Sandy’s current predicament is a prime example. She’s in a catch-22. Being so activated she doesn’t sleep very well. Without a good sleep she has little resiliency for the days’ activities and is prone to finishing the day feeling frazzled once again, which sets her up for another bad night.
A mind body approach to the nervous system interrupts this cycle and brings resiliency back, giving you plenty of reserves to live your life.
With each unresolved trauma our nervous system becomes increasingly compromised. You see, too much “unresolved” trauma in our system causes it to be more or less dysregulated, and then we develop symptoms. At this time we are more vulnerable to using less constructive ways to reduce arousal. Alcohol and drugs are two common examples. For some like Mary Jane, reducing the amount of stimulation and going only to safe and familiar places serves the same purpose.
Traumatic events are typically those that cause us severe harm, such as motor vehicle accidents, torture, rape, and childhood abuse and neglect. We are now redefining trauma to include those things that trigger the same survival mechanism in the body but may not have always been labeled as such: falls, sport accidents, surgeries, painful dental procedures, household accidents, assaults, near drowning, and birth trauma to name a few.
Self-Regulation Therapy (SRT®) is a body-centered psychotherapy that is based on this innate ability to regulate arousal. SRT helps individuals manage their level of arousal and unlock trapped energy associated with traumatic events.
One of the more important aspects of doing SRT is that we are working to stay within the client’s range of resiliency as opposed to pushing for catharsis. Unlike most therapy treatments, which encourage a cathartic exposure to the intense trauma-related energy, SRT uses ‘homeopathic’ dosages of your arousal (ie. your activation) in order to exploit the body’s natural healing ability. Resources enable us to do this.

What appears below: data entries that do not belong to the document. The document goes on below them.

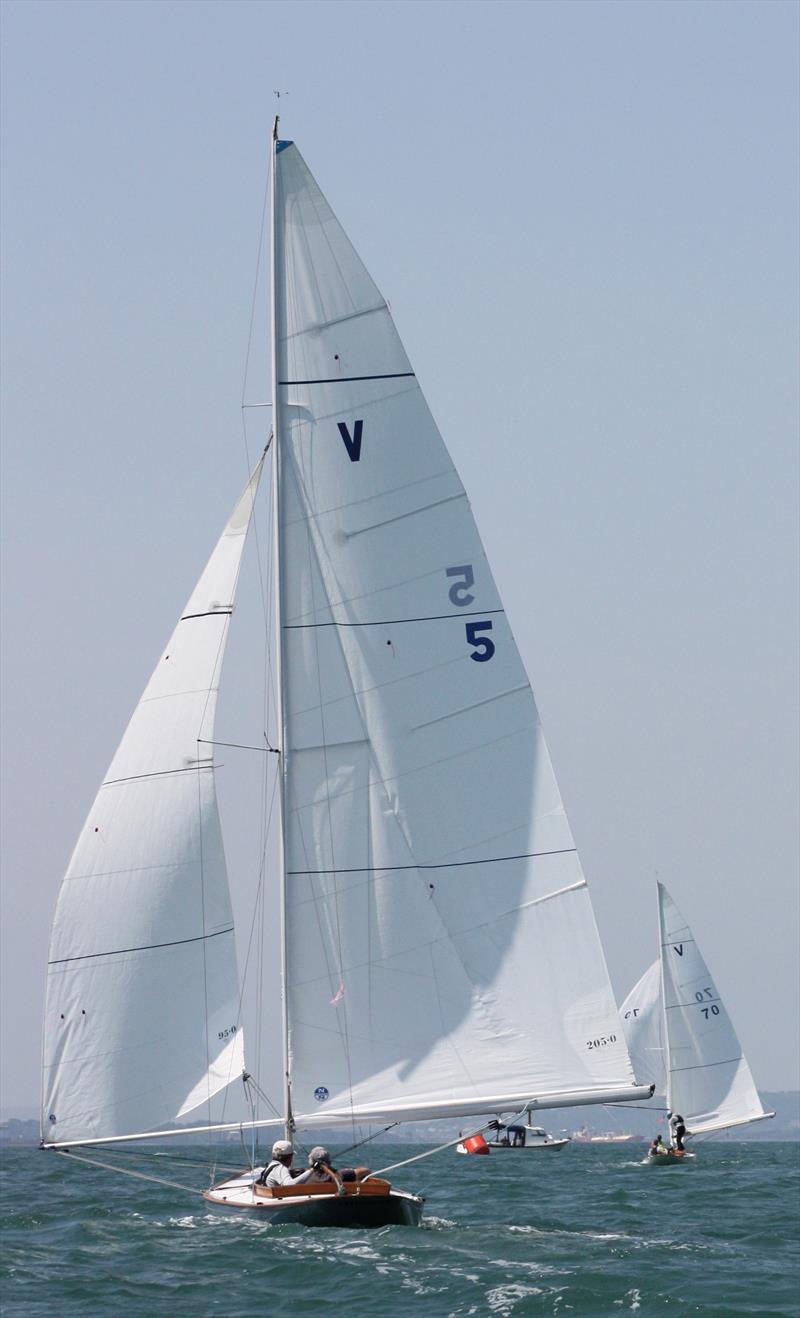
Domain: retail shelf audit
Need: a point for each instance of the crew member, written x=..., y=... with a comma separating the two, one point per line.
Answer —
x=678, y=1131
x=280, y=1171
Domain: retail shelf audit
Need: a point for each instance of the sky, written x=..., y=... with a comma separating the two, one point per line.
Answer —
x=584, y=218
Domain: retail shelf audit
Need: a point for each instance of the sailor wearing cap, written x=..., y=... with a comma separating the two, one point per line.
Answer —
x=278, y=1172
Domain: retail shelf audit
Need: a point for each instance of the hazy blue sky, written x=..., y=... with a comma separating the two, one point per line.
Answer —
x=585, y=220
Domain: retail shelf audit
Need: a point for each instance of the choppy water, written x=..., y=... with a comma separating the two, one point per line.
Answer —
x=585, y=1231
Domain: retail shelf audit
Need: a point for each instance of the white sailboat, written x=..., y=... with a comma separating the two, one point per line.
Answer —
x=439, y=949
x=682, y=1039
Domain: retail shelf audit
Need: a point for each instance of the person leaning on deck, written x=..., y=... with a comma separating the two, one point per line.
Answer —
x=278, y=1172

A resource is anything that resonates positively through the nervous system and conveys a sense of safety and support.
A resource is also based on your subjective experience. Children are particularly un-resourced and thus more vulnerable to trauma. They know little of the world and are totally dependent. As adults we can draw on more resources. Using resources in the therapeutic session enables us to access minute amounts of activation, which in turn facilitates discharge in the system.
Self-Regulation Therapy provides a comprehensive treatment for a range of psychological and somatic symptoms. Using SRT, clients are encouraged to track their physical sensations to learn more directly the signs of their autonomic arousal and release. In time, individuals who learn to regulate their level of arousal find they have more control over moderating anger, managing stress and adapting to change. Indeed, clients who receive SRT feel they have a greater sense of well being and an increased capacity for self-soothing. In brief, SRT takes the fear out of being alive.